The purpose of this bill is to reduce the timber tax paperwork and time burden for very small timber harvests (i.e., 1-3 days; a half dozen loads).

Status: On March 26, the House Ways and Means Committee voted to recommend the full House pass this bill. The full House will  vote on this bill next Thursday (April 11).

Senate Bill 504 (line 8 on the spreadsheet)

Background: This bill would modify the Current Use law to create a method of posting land to allow “public recreational use.” The bill would also modify the criminal trespass law by adding this new method of posting. This bill was introduced on behalf of the Governor to help law enforcement agents deal with illegal border crossings in northern New Hampshire.

We do not understand how this bill changes the regulatory authority of law enforcement to apprehend individuals entering the U.S. illegally. The NHTOA’s primary concern is to protect Current Use and to avoid confusion in the recreation community over what types of recreation are permitted on lands enrolled in Current Use.

NHTOA Position: The NHTOA successfully amended the bill in the Senate to clarify what recreational uses are permitted by replacing the generic term “recreational use” with the list of uses allowed in current law.

Status: Earlier this month the full Senate passed this bill.
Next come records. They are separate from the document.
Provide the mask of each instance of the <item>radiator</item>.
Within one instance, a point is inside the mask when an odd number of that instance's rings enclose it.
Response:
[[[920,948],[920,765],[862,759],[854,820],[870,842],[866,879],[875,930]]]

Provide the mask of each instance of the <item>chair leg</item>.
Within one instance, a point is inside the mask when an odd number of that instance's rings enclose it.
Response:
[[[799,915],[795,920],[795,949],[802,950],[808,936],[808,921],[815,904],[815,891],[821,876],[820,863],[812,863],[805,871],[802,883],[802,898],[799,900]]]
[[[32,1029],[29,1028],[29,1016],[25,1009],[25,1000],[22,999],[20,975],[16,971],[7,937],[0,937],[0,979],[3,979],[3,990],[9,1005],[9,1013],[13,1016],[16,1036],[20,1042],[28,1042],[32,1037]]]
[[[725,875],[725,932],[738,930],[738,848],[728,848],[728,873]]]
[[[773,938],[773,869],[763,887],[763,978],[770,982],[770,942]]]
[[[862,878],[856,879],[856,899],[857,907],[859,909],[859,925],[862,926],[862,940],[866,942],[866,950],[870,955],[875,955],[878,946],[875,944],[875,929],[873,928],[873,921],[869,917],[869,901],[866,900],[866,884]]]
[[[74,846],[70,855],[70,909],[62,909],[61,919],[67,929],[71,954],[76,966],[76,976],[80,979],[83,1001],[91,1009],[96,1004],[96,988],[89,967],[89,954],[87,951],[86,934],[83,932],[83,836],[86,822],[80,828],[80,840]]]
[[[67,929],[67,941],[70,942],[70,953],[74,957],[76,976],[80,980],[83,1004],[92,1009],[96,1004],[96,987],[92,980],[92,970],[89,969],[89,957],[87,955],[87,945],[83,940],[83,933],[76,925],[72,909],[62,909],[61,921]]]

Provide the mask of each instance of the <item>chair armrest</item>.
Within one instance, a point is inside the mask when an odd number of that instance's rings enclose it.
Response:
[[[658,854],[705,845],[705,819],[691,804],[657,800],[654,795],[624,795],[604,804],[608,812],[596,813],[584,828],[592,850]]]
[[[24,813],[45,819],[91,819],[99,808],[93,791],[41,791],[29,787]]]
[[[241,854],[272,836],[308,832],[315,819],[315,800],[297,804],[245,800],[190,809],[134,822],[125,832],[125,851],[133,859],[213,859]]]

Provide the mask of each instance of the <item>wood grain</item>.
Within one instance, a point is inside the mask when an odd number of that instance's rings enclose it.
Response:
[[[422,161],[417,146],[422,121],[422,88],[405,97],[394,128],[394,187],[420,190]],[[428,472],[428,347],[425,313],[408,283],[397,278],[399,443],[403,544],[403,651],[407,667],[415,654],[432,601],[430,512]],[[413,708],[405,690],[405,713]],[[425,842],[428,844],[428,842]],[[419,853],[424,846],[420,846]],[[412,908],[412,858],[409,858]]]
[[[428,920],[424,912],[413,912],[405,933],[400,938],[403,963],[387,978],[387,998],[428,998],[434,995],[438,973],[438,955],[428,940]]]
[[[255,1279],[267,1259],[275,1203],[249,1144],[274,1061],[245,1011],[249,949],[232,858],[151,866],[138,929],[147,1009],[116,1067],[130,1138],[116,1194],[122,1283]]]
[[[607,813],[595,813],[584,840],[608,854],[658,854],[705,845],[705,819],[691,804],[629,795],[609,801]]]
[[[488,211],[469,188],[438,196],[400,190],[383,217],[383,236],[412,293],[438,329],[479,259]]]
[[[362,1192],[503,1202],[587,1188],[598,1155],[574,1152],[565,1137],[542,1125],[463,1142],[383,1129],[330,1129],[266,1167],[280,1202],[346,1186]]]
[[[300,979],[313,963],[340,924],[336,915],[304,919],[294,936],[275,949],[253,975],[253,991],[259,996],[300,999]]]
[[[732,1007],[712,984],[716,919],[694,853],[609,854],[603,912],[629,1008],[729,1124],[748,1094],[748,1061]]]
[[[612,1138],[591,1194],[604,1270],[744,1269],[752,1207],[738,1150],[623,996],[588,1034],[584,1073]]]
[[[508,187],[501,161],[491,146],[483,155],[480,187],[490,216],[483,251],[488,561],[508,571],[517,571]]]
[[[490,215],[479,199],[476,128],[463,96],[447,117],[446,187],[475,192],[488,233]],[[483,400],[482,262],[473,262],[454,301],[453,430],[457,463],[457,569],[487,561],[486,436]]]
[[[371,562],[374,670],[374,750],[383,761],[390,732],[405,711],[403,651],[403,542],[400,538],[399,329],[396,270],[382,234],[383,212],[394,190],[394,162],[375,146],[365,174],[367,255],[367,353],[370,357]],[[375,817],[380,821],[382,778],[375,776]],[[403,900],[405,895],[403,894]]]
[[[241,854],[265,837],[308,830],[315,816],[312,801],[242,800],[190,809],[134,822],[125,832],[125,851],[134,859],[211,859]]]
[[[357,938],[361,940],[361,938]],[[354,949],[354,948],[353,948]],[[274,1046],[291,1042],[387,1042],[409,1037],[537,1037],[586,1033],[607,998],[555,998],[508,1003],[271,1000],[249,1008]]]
Due to the snow storm this week, the House Criminal Justice and Public Safety Committee will now host their public hearing and vote on the bill next Wednesday (April 10).

House Bills 1059 and 1387 (lines 57 and 60 on the spreadsheet)

 Background: Both bills deal with the state building codes. House Bill 1059 seeks to update the codes to allow the use of cross-laminated timber (a.k.a. mass timber) in multi-story buildings. This new building technology has been used in Europe for years and is just beginning to catch on in the U.S. It creates new market opportunities for softwood lumber. House Bill 1387 makes a technical “housekeeping” change to the building codes for log structures and biomass boilers.

At the hearing before the Executive Departments and Administration Committee on House Bill 1387, the NHTOA learned log structures and biomass boilers were to be removed from statute because these provisions are now a permanent part of the state building codes. Having old building codes in statute is redundant, unnecessary and causes confusion, especially after the State Building Codes get updated. The passage of House Bill 1387 will ensure builders, designers, and code enforcement officers have only one place to look for wood boiler and log home codes, the State Building Codes.

NHTOA Position: The NHTOA supports House Bill 1059 and is monitoring House Bill 1387.

Status: On Wednesday (April 3) the Senate Executive Departments and Administration Committee held a public hearing on HB 1387 where no one spoke in opposition to the bill. This committee will be having a public hearing on HB 1059 next Wednesday (April 10).